Eines der drängendsten Probleme dieser Interimsregierung ist die Entscheidung über Konkurs oder Rettung der Corporate Commercial Bank. Mehrheitsaktionär ist Tswetan Wassilew, der sich noch in Wien aufhalten soll und dem die Staatsanwaltschaft Veruntreuung und Verstöße gegen die Kreditregeln vorwirft.

Skandalumwitterte Vergangenheit

Parteichef Stanischew zögerte lange mit der Aufgabe des Vorsitzes. Nach der Niederlage seiner Sozialisten bei den Europawahlen im Mai überlegte er ernsthaft, selbst das Premiersamt von Orescharski zu übernehmen, um der Regierung ein politischeres Profil zu geben. Dagegen regte sich aber in der BSP Widerstand. Stanischew führte bereits zwischen 2005 und 2009 eine von Skandalen geplagte Koalitionsregierung. Angesichts seiner geringen Popularität im Land hatte er sich nach den Neuwahlen 2013 entschieden, dem parteilosen Orescharski das Premiersamt zu geben.
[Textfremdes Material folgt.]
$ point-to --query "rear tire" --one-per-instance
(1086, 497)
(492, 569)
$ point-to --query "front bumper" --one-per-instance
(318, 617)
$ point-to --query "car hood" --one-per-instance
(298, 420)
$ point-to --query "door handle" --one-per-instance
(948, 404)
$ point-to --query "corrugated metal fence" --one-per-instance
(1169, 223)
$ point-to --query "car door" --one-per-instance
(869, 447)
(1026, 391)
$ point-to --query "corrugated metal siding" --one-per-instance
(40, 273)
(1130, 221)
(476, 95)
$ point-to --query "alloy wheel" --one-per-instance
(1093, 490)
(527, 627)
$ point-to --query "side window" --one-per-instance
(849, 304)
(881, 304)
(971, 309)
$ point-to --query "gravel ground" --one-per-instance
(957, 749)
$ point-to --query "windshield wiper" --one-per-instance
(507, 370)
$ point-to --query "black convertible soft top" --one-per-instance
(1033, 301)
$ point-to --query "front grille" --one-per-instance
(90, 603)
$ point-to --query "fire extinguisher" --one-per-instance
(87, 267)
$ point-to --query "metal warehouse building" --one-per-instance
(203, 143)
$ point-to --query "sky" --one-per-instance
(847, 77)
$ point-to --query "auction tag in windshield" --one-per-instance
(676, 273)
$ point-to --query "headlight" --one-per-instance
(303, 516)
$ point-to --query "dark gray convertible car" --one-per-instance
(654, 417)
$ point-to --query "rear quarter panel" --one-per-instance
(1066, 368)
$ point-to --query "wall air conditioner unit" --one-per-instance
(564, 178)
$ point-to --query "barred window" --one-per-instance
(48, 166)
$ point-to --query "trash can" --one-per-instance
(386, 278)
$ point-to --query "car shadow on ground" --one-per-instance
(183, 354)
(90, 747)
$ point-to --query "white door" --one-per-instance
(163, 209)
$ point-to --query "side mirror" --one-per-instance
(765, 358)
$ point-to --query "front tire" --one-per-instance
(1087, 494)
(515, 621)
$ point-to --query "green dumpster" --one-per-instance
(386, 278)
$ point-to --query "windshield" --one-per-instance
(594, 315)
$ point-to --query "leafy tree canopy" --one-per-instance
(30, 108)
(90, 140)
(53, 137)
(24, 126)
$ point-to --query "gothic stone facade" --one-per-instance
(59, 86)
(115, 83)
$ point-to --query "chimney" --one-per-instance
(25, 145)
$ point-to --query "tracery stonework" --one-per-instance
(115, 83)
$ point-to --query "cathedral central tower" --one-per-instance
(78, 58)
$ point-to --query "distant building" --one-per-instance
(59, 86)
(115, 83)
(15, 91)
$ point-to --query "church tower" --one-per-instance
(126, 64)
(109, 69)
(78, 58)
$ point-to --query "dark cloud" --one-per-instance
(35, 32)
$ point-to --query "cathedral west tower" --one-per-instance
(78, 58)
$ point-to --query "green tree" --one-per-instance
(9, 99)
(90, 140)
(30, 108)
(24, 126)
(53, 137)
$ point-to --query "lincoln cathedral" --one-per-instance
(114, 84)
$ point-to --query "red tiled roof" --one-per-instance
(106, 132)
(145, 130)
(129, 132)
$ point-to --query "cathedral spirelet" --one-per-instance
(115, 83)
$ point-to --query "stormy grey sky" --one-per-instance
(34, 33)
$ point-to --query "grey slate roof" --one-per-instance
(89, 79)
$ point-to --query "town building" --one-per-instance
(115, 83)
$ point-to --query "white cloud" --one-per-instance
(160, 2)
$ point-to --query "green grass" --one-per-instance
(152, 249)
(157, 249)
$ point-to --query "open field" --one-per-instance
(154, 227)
Stanischew, Parlamentspräsident Mihow und der Chef der Koalitionspartei DPS, Ljutfi Mestin, waren es, die im Sommer 2013 eine Gesetzesänderung schrieben, mit der der umstrittene Abgeordnete und Unternehmer Deljan Peewski zum Chef der nationalen Sicherheitsbehörde gewählt wurde. Dies löste monatelange Straßenproteste aus.

Viele Ziele bleiben unerreicht

In Stanischews Abschiedsrede am Sonntag im Haus der Kultur in Sofia, einem Betonungetüm aus sozialistischen Zeiten, lag viel Bitterkeit. Er habe politisch vieles nicht erreicht, was ihn nun schmerze, bekannte der heute 48-Jährige. Stanischew hatte 2001 die Führung der BSP übernommen.

Wahlforscher und politische Kommentatoren in Sofia erwarten bei den Parlamentswahlen im Herbst ein Comeback des früheren konservativ-populistischen Premiers Boiko Borissow. Der trat Anfang 2013 zurück, als landesweite Proteste gegen hohe Stromrechnungen und die Armut in Selbstverbrennungen gipfelten. Borissow wird aus jetziger Sicht aber auf Koalitionspartner angewiesen sein, möglicherweise dem neuen "Reformatorenblock", der aus den Bürgerprotesten gegen die Regierung Orescharski hervorging. (Markus Bernath, DER STANDARD, 28.7.2014)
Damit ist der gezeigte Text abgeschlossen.